KumpeApps LLC - Primary Data Server Offline – Incident details

Primary Data Server Offline

Resolved
Major outage
Started 12 months agoLasted 1 day

Affected

Websites

Major outage from 4:12 PM to 4:27 PM

A Creative Collection

Major outage from 4:12 PM to 4:27 PM

KumpeApps SSO

Major outage from 4:12 PM to 4:27 PM

Kumpe3D

Major outage from 4:12 PM to 4:27 PM

UVT Web

Major outage from 4:12 PM to 4:27 PM

KHome Portal

Major outage from 4:12 PM to 4:27 PM

Updates
  • Resolved
    Resolved

    This incident has been resolved.

    After monitoring the servers for one hour they are very stable and operating as expected.

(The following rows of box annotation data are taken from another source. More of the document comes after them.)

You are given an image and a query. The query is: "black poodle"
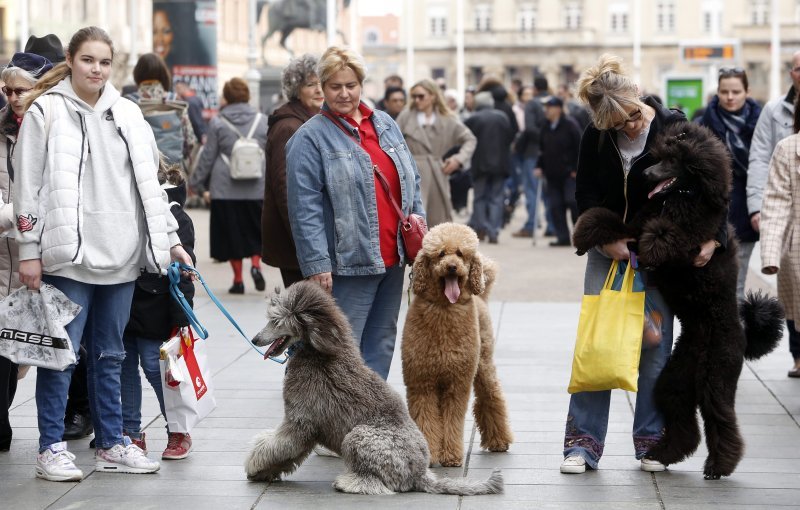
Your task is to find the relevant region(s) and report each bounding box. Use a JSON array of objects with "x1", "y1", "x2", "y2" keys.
[{"x1": 573, "y1": 122, "x2": 784, "y2": 479}]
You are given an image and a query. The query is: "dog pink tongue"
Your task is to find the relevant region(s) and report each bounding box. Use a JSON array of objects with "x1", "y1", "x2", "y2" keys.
[{"x1": 444, "y1": 276, "x2": 461, "y2": 303}]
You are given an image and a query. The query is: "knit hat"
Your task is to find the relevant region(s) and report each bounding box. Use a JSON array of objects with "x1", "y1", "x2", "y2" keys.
[
  {"x1": 25, "y1": 34, "x2": 67, "y2": 64},
  {"x1": 6, "y1": 51, "x2": 53, "y2": 80}
]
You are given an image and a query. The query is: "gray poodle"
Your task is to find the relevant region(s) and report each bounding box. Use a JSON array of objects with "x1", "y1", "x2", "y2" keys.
[{"x1": 245, "y1": 282, "x2": 503, "y2": 496}]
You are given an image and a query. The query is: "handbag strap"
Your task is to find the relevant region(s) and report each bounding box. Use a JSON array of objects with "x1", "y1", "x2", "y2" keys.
[
  {"x1": 167, "y1": 262, "x2": 291, "y2": 364},
  {"x1": 320, "y1": 110, "x2": 411, "y2": 224}
]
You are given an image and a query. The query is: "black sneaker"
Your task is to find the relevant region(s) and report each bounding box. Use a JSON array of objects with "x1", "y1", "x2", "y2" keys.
[
  {"x1": 62, "y1": 413, "x2": 94, "y2": 441},
  {"x1": 250, "y1": 267, "x2": 267, "y2": 291}
]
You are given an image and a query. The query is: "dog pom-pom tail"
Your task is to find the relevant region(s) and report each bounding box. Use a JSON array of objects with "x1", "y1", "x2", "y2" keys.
[
  {"x1": 739, "y1": 291, "x2": 785, "y2": 361},
  {"x1": 419, "y1": 468, "x2": 503, "y2": 496}
]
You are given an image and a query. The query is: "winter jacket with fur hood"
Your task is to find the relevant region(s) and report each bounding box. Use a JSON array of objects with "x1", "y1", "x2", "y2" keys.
[{"x1": 13, "y1": 77, "x2": 180, "y2": 285}]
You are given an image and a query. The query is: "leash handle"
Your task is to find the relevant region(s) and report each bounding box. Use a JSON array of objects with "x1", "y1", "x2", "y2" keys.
[{"x1": 167, "y1": 262, "x2": 289, "y2": 365}]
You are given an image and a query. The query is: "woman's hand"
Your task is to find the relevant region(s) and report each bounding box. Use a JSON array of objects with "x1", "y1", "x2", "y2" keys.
[
  {"x1": 693, "y1": 239, "x2": 717, "y2": 267},
  {"x1": 600, "y1": 237, "x2": 635, "y2": 260},
  {"x1": 19, "y1": 259, "x2": 42, "y2": 290},
  {"x1": 308, "y1": 273, "x2": 333, "y2": 292}
]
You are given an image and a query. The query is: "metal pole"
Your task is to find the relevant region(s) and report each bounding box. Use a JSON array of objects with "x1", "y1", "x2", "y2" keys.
[
  {"x1": 327, "y1": 0, "x2": 336, "y2": 47},
  {"x1": 244, "y1": 0, "x2": 261, "y2": 110},
  {"x1": 456, "y1": 0, "x2": 467, "y2": 98},
  {"x1": 405, "y1": 0, "x2": 414, "y2": 84},
  {"x1": 769, "y1": 0, "x2": 781, "y2": 99}
]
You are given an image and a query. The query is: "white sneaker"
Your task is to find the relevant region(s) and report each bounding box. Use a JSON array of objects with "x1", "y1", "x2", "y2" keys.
[
  {"x1": 314, "y1": 444, "x2": 340, "y2": 457},
  {"x1": 36, "y1": 441, "x2": 83, "y2": 482},
  {"x1": 561, "y1": 455, "x2": 586, "y2": 475},
  {"x1": 642, "y1": 457, "x2": 667, "y2": 473},
  {"x1": 94, "y1": 444, "x2": 161, "y2": 474}
]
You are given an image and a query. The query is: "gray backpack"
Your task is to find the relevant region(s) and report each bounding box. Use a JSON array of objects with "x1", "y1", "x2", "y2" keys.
[{"x1": 219, "y1": 113, "x2": 266, "y2": 181}]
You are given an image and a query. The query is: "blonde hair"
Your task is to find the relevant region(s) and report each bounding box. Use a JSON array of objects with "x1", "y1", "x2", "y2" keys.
[
  {"x1": 23, "y1": 27, "x2": 114, "y2": 111},
  {"x1": 408, "y1": 78, "x2": 453, "y2": 117},
  {"x1": 317, "y1": 46, "x2": 367, "y2": 86},
  {"x1": 577, "y1": 53, "x2": 645, "y2": 130}
]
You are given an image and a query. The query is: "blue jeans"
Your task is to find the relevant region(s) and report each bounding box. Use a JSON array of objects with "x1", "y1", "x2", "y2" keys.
[
  {"x1": 469, "y1": 175, "x2": 505, "y2": 240},
  {"x1": 332, "y1": 266, "x2": 405, "y2": 380},
  {"x1": 519, "y1": 158, "x2": 539, "y2": 232},
  {"x1": 121, "y1": 335, "x2": 169, "y2": 439},
  {"x1": 564, "y1": 250, "x2": 673, "y2": 469},
  {"x1": 36, "y1": 275, "x2": 134, "y2": 452}
]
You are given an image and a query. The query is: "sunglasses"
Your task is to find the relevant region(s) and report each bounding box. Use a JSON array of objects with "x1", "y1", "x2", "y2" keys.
[
  {"x1": 3, "y1": 87, "x2": 31, "y2": 97},
  {"x1": 612, "y1": 108, "x2": 642, "y2": 131},
  {"x1": 719, "y1": 67, "x2": 744, "y2": 77}
]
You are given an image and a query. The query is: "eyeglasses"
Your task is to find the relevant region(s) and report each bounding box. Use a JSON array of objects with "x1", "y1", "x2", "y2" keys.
[
  {"x1": 612, "y1": 108, "x2": 642, "y2": 131},
  {"x1": 3, "y1": 87, "x2": 31, "y2": 97},
  {"x1": 719, "y1": 67, "x2": 745, "y2": 78}
]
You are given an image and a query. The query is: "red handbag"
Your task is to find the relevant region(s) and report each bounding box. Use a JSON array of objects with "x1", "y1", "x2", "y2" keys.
[{"x1": 320, "y1": 110, "x2": 428, "y2": 262}]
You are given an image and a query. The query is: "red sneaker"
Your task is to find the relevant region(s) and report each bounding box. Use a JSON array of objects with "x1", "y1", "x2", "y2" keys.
[{"x1": 161, "y1": 432, "x2": 192, "y2": 460}]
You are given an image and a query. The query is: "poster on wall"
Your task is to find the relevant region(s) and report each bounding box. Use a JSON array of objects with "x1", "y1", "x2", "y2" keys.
[{"x1": 153, "y1": 0, "x2": 219, "y2": 120}]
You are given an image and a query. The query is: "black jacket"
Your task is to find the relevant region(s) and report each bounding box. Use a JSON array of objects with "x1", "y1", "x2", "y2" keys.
[
  {"x1": 464, "y1": 107, "x2": 516, "y2": 178},
  {"x1": 537, "y1": 115, "x2": 581, "y2": 182},
  {"x1": 125, "y1": 183, "x2": 197, "y2": 342}
]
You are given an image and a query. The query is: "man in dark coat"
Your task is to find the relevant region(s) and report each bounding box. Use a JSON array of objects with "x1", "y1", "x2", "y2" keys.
[
  {"x1": 534, "y1": 96, "x2": 581, "y2": 246},
  {"x1": 464, "y1": 91, "x2": 516, "y2": 244}
]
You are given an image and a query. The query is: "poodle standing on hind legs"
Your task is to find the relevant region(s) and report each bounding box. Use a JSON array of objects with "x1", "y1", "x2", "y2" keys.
[
  {"x1": 402, "y1": 223, "x2": 513, "y2": 466},
  {"x1": 573, "y1": 122, "x2": 783, "y2": 479}
]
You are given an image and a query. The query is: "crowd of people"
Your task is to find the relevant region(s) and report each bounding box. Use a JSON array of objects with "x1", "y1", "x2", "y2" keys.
[{"x1": 0, "y1": 27, "x2": 800, "y2": 481}]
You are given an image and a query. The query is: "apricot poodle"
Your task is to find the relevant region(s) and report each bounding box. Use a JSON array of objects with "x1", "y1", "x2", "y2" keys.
[{"x1": 402, "y1": 223, "x2": 513, "y2": 466}]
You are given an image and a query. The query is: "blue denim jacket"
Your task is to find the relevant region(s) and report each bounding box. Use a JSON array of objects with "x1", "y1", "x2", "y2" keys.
[{"x1": 286, "y1": 105, "x2": 425, "y2": 277}]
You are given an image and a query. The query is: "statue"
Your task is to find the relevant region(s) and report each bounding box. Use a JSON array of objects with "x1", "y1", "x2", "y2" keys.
[{"x1": 258, "y1": 0, "x2": 350, "y2": 61}]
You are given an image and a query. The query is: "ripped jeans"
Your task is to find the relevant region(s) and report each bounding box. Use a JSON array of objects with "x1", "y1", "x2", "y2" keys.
[
  {"x1": 564, "y1": 250, "x2": 673, "y2": 469},
  {"x1": 36, "y1": 275, "x2": 134, "y2": 452}
]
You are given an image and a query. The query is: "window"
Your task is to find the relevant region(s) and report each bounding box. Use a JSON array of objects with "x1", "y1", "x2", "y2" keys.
[
  {"x1": 428, "y1": 5, "x2": 447, "y2": 37},
  {"x1": 517, "y1": 0, "x2": 536, "y2": 32},
  {"x1": 475, "y1": 4, "x2": 492, "y2": 32},
  {"x1": 608, "y1": 1, "x2": 630, "y2": 34},
  {"x1": 750, "y1": 0, "x2": 769, "y2": 25},
  {"x1": 564, "y1": 0, "x2": 583, "y2": 28},
  {"x1": 656, "y1": 0, "x2": 675, "y2": 32}
]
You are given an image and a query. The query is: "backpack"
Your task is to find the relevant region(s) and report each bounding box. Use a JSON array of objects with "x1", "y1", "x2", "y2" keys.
[
  {"x1": 219, "y1": 113, "x2": 266, "y2": 181},
  {"x1": 128, "y1": 93, "x2": 189, "y2": 165}
]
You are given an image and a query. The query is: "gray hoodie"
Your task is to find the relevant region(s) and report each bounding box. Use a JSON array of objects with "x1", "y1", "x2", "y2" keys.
[{"x1": 14, "y1": 78, "x2": 179, "y2": 284}]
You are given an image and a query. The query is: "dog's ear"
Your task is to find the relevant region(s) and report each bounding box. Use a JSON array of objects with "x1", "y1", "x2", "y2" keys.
[
  {"x1": 411, "y1": 251, "x2": 431, "y2": 296},
  {"x1": 467, "y1": 253, "x2": 486, "y2": 296}
]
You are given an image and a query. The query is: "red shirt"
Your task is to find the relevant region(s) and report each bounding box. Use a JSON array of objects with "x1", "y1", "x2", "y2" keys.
[{"x1": 339, "y1": 103, "x2": 403, "y2": 267}]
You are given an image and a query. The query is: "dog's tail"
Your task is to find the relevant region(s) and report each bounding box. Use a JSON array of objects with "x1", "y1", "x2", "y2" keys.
[
  {"x1": 739, "y1": 291, "x2": 785, "y2": 360},
  {"x1": 417, "y1": 468, "x2": 503, "y2": 496}
]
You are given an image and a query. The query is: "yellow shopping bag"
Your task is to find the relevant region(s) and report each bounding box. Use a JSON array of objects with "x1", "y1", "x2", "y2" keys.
[{"x1": 568, "y1": 261, "x2": 644, "y2": 393}]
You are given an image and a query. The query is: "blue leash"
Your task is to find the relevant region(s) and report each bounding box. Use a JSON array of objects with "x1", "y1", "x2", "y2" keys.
[{"x1": 167, "y1": 262, "x2": 291, "y2": 365}]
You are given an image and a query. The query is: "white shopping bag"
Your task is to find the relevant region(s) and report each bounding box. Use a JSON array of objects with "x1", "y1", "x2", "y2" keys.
[
  {"x1": 159, "y1": 327, "x2": 217, "y2": 434},
  {"x1": 0, "y1": 283, "x2": 81, "y2": 370}
]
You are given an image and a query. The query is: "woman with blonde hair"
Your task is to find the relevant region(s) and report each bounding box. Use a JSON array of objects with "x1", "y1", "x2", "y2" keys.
[
  {"x1": 397, "y1": 79, "x2": 477, "y2": 228},
  {"x1": 13, "y1": 27, "x2": 192, "y2": 481},
  {"x1": 561, "y1": 55, "x2": 727, "y2": 473},
  {"x1": 286, "y1": 47, "x2": 425, "y2": 379}
]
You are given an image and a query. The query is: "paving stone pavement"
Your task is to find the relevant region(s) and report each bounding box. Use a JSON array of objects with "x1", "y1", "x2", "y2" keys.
[{"x1": 0, "y1": 210, "x2": 800, "y2": 510}]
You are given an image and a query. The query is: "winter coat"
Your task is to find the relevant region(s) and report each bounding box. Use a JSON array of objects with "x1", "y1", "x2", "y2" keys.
[
  {"x1": 397, "y1": 110, "x2": 476, "y2": 228},
  {"x1": 13, "y1": 77, "x2": 180, "y2": 284},
  {"x1": 189, "y1": 103, "x2": 267, "y2": 201},
  {"x1": 0, "y1": 106, "x2": 22, "y2": 299},
  {"x1": 536, "y1": 115, "x2": 581, "y2": 183},
  {"x1": 466, "y1": 108, "x2": 516, "y2": 179},
  {"x1": 760, "y1": 131, "x2": 800, "y2": 322},
  {"x1": 261, "y1": 100, "x2": 312, "y2": 269},
  {"x1": 125, "y1": 183, "x2": 197, "y2": 342},
  {"x1": 698, "y1": 96, "x2": 761, "y2": 243},
  {"x1": 747, "y1": 87, "x2": 796, "y2": 214}
]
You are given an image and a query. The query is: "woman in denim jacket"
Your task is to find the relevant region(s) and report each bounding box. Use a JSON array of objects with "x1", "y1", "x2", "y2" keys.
[{"x1": 286, "y1": 47, "x2": 425, "y2": 379}]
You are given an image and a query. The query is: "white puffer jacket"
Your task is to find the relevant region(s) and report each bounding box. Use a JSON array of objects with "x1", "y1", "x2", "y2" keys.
[{"x1": 14, "y1": 78, "x2": 180, "y2": 283}]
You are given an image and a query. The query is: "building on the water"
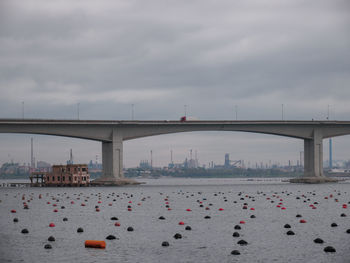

    To resolve the issue we migrated our systems to a new server this morning. During this migration, we decided to go ahead and upgrade the memory and processor of our new server. So the new server has much better memory and CPU speeds as well as an upgraded network which should also resolve issues in the past with our servers locking up during high-traffic events like Black Friday sales and new releases.

  • Monitoring
    Monitoring

    We implemented a fix and are currently monitoring the result.

    We ended up migrating our server to a new hosting company which experienced an outage as well. We have successfully migrated our systems to a new server and restored backups. Our backups are from 7pm Central Time on Dec 9th. Any data between then and now may be lost but we do not believe there was any data during that time as our servers were mostly down after that time.

  • Update
    Update

    We are continuing to work on a fix for this incident.

    Database Server, Email, and BOTs have been restored. We are still working on other applications

  • Update
    Update

    We are continuing to work on a fix for this incident.

    We have started migration to a new hosting provider which will be very labor intensive. We expect this migration to take several hours.

  • Update
    Update

    We are continuing to work on a fix for this incident.

    We have temporarily scheduled a reboot of our servers for every 45min which appears to be keeping the server working except for a few seconds every 45min. This should allow for service to continue to function with degraded service while we attempt a permanent fix.

  • Update
    Update

    We are continuing to work on a fix for this incident.

    Restoring backups to a temporary server has failed as the server we had reserved for this is experiencing more problems than our primary server. We are now looking into a new hosting provider that can handle our servers better than the one we have. We hope to have a resolution within the next 24 hours. Hopefully, in the meantime, our hosting provider will resolve their issues.

    We apologize for the inconvenience and hope to have a resolution as quickly as possible. We have found that restarting our servers every 30 minutes will keep systems working with degraded service. But restarting every 30 minutes is a manual process so we will still experience degraded service.

  • Update
    Update

    We are continuing to work on a fix for this incident.

    We have requested our hosting provider to migrate our server to a new cluster. We are waiting for them to complete the migration. We are also looking into restoring our backups to a temporary server to get services back up.

  • Identified
    Identified

    Our primary data server is unstable. It has been identified as a memory issue on our hosted server. We are working with our hosting company to resolve the issue.